Department heads at Coinbase have weighed in on the market downturn amid solvency concerns around Three Arrows Capital, crypto lending firm Celsius, and Voyager Digital, saying the crypto exchange had “no financing exposure” to the companies.
In a Wednesday blog post, Head of Coinbase Institutional Brett Tejpaul, Head of Prime Finance Matt Boyd, and Head of Credit and Market Risk Caroline Tarnok said Coinbase had not engaged in the “types of risky lending practices” exhibited by Three Arrows Capital, Celsius, and Voyager, claiming the firms were examples of practicing “insufficient risk controls.” According to the trio, crypto companies faced the possibility of insolvency caused by “unhedged bets,” large investments in Terra, and overleveraging with venture capital firms.

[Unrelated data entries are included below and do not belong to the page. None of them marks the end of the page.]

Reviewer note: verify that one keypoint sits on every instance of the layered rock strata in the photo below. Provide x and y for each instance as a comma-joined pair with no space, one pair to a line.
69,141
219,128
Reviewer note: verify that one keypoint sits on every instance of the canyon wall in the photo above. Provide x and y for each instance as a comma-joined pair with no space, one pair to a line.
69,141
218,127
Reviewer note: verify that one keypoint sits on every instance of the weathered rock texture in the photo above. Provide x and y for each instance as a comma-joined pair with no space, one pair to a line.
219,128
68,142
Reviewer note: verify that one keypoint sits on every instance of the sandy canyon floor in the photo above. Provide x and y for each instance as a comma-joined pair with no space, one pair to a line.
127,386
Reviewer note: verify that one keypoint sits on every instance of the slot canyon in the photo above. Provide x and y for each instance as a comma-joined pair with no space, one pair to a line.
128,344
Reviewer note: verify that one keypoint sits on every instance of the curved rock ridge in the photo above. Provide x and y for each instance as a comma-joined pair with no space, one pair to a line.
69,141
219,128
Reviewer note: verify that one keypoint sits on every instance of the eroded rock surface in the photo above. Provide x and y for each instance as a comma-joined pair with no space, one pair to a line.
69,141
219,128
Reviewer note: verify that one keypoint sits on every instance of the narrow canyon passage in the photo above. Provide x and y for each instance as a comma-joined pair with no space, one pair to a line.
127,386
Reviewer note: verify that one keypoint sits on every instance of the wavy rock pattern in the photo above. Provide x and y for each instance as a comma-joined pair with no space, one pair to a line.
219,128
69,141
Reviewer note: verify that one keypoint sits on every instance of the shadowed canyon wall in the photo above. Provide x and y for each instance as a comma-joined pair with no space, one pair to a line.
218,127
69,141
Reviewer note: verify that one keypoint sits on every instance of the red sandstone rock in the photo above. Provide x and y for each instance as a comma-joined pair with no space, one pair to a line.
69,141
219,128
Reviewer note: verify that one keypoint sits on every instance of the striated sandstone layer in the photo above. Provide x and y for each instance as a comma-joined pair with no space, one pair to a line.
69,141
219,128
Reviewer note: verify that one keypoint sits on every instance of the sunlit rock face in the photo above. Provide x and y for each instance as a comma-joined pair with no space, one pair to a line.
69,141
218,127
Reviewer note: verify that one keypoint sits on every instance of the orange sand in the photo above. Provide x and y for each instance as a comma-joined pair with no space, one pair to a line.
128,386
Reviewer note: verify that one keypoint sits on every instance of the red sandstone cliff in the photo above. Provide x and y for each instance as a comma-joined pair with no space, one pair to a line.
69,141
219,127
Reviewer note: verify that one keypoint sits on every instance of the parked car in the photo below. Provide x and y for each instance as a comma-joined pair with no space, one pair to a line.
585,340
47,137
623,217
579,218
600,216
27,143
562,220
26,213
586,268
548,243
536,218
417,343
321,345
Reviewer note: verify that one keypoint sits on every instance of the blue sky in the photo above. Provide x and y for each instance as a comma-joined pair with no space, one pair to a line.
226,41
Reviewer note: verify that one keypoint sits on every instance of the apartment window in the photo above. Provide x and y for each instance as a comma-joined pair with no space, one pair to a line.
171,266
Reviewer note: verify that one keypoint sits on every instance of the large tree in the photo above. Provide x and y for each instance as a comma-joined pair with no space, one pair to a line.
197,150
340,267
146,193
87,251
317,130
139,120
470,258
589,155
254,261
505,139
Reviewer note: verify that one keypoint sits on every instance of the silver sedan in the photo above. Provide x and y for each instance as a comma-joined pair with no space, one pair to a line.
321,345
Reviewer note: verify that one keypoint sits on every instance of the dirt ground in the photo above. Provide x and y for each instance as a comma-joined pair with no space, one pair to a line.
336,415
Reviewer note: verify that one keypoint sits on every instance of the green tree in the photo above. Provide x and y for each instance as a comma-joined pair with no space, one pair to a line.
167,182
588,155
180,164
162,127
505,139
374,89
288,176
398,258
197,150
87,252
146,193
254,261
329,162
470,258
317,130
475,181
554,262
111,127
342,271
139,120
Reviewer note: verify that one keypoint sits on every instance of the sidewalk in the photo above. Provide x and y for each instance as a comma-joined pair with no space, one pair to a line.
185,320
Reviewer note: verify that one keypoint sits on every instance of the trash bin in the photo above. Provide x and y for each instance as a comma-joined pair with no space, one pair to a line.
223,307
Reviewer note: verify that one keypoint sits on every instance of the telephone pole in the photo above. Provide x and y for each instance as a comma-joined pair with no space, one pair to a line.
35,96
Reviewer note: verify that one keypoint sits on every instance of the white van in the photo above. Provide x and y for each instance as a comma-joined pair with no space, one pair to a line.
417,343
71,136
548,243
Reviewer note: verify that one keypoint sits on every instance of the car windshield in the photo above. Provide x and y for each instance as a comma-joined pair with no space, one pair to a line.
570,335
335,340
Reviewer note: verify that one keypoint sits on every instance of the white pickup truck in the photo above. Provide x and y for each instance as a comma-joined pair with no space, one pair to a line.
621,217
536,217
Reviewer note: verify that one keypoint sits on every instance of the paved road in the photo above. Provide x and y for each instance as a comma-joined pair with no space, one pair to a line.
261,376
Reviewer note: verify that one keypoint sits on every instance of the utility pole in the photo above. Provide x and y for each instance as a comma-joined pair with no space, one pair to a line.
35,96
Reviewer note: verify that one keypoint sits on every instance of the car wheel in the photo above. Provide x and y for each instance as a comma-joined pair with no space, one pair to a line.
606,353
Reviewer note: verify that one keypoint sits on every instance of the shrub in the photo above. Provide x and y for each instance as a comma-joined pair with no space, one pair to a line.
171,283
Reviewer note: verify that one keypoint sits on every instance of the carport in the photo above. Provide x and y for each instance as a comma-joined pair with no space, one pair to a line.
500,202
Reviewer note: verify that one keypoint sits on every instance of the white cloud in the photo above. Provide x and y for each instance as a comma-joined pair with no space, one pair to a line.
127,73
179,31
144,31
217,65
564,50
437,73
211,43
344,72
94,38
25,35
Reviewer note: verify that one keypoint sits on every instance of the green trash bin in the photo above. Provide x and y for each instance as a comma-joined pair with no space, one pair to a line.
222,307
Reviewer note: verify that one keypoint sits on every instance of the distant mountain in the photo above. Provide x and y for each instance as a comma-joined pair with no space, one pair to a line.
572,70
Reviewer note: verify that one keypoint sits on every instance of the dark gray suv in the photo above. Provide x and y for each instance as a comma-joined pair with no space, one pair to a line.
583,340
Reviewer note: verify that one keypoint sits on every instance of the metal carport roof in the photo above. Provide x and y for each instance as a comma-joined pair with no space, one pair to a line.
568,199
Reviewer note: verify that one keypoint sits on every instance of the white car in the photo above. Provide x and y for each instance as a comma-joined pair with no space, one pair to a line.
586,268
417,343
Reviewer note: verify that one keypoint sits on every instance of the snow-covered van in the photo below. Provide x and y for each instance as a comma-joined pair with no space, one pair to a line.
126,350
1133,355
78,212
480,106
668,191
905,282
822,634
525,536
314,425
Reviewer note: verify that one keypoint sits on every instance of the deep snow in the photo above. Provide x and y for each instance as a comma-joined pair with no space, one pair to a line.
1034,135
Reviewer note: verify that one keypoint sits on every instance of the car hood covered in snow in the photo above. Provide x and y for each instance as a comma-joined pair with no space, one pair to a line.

“The issues here were foreseeable and actually credit specific, not crypto specific in nature,” said Tejpaul, Boyd, and Tarnok. “Many of these firms were overleveraged with short term liabilities mismatched against longer duration illiquid assets. We believe these market participants were caught up in the frenzy of a crypto bull market and forgot the basics of risk management.”
A court in the British Virgin Islands reportedly ordered the liquidation of Three Arrows Capital. Voyager Digital filed for bankruptcy in July, later announcing its plan to restore users’ crypto could depend on funds from any proceedings with Three Arrows Capital, which failed to repay a 15,250 Bitcoin (BTC) and 350 million USD Coin (USDC) loan. Crypto lending platform Celsius also filed petitions for Chapter 11, with the platform’s lawyers seemingly using an unusual legal argument to avoid restoring users’ funds.
Though Coinbase said it had “no exposure to client or counterparty insolvencies” and “no changes in access to credit” for its users, the crypto exchange is still operating within a bear market that Grayscale predicted could last until 2023. Since May 4, shares of Coinbase stock have fallen more than 42% to reach $75.27 at the time of publication. CEO Brian Armstrong also announced in June that the exchange planned to cut 18% of its staff, citing concerns about a possible crypto winter.